Error using checkpoint 0.6.1 while training on own data

I am resuming training on my own dataset using checkpoint 0.6.1. Specification; tensorflow - 1.14, Ubuntu 16.04, Cuda 10, CuDNN - 7.5.

I have downloaded the realised checkpoint and using the following command

CUDA_VISIBLE_DEVICES=2,3 python3 --n_hidden 2048 --checkpoint_dir checkcheck/deepspeech-0.6.1-checkpoint/ --epochs 3 --train_files extracted/language/archive/clips/train.csv --dev_files extracted/language/archive/clips/dev.csv --test_files extracted/language/archive/clips/dev.csv --learning_rate 0.0001 --use_cudnn_rnn true --use_allow_growth true

However, i am getting the following error

Instructions for updating:
Use standard file APIs to check for files with this prefix.
INFO:tensorflow:Restoring parameters from checkcheck/deepspeech-0.6.1-checkpoint/best_dev-233784
I0118 11:53:46.365865 140480301135616] Restoring parameters from checkcheck/deepspeech-0.6.1-checkpoint/best_dev-233784
E Restoring from checkpoint failed.
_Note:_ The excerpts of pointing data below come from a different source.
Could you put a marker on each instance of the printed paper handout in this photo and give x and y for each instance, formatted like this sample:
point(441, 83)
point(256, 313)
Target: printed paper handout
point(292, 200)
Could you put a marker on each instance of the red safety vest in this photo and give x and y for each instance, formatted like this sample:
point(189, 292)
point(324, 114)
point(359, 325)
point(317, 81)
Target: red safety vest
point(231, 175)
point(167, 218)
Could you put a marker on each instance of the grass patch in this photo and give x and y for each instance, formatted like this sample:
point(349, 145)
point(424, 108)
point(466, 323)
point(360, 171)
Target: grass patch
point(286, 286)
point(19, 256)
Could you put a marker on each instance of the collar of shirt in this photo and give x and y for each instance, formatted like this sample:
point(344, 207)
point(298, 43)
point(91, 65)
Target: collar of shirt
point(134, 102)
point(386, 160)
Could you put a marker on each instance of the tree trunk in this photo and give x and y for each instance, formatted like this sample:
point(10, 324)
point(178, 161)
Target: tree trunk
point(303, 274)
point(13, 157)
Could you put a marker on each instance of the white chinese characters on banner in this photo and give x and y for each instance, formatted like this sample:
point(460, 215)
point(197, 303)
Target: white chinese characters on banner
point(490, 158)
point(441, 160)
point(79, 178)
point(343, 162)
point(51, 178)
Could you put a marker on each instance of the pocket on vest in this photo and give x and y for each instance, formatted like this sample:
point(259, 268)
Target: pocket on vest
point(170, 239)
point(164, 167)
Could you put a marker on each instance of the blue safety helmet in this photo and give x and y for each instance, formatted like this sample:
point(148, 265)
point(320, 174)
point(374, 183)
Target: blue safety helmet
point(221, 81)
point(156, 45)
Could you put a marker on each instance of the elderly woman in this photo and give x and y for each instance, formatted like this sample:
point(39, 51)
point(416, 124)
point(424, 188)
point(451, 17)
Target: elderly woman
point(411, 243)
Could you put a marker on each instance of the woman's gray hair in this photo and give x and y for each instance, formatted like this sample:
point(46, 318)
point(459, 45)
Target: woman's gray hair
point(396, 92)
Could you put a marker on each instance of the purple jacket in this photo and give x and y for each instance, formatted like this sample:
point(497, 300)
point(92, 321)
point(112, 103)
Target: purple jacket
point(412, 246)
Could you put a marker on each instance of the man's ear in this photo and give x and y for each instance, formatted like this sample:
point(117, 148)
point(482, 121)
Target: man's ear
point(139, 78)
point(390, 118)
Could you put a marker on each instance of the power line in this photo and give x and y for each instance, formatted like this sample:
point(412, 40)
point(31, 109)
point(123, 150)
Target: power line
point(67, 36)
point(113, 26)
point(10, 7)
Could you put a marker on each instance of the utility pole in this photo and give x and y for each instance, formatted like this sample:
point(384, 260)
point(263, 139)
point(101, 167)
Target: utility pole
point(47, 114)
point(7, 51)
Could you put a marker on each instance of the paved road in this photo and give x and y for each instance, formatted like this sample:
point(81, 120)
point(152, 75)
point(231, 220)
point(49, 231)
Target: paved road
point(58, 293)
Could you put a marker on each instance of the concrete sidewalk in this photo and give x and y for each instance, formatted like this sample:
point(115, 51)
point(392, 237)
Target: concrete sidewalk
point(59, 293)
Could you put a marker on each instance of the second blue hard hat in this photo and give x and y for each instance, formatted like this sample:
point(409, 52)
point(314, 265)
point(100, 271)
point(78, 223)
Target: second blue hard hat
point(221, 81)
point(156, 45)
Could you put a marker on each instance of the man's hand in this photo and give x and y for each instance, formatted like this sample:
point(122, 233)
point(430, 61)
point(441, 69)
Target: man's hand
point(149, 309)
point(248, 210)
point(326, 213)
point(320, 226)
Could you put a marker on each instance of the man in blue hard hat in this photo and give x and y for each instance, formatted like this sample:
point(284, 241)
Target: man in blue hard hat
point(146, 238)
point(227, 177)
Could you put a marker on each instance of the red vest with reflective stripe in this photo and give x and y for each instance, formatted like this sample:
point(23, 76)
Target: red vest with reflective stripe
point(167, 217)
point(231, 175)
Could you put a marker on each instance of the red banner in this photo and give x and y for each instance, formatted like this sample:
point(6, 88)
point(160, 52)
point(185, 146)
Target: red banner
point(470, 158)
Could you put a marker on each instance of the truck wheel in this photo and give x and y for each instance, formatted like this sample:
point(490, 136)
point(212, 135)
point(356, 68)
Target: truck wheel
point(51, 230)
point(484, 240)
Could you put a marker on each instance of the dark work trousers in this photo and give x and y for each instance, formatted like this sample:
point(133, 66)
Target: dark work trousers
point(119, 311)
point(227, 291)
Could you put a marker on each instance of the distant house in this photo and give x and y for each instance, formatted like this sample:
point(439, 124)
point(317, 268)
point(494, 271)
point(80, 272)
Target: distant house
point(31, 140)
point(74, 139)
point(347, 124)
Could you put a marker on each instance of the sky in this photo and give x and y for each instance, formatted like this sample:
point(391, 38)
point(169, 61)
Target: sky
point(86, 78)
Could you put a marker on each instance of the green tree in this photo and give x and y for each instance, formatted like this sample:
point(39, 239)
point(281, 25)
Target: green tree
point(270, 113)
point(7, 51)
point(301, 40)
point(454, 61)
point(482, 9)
This is most likely due to a mismatch between the current graph and the graph from the checkpoint. Please ensure that you have not altered the graph expected based on the checkpoint. Original error:
E No OpKernel was registered to support Op 'CudnnRNNCanonicalToParams' used by node tower_0/cudnn_lstm/cudnn_lstm/CudnnRNNCanonicalToParams (defined at with these attrs: [dropout=0, seed=4568, num_params=8, input_mode="linear_input", T=DT_FLOAT, direction="unidirectional", rnn_mode="lstm", seed2=240]
E Registered devices: [CPU, XLA_CPU]
E Registered kernels:
E   device='GPU'; T in [DT_DOUBLE]
E   device='GPU'; T in [DT_FLOAT]
E   device='GPU'; T in [DT_HALF]
E        [[tower_0/cudnn_lstm/cudnn_lstm/CudnnRNNCanonicalToParams]]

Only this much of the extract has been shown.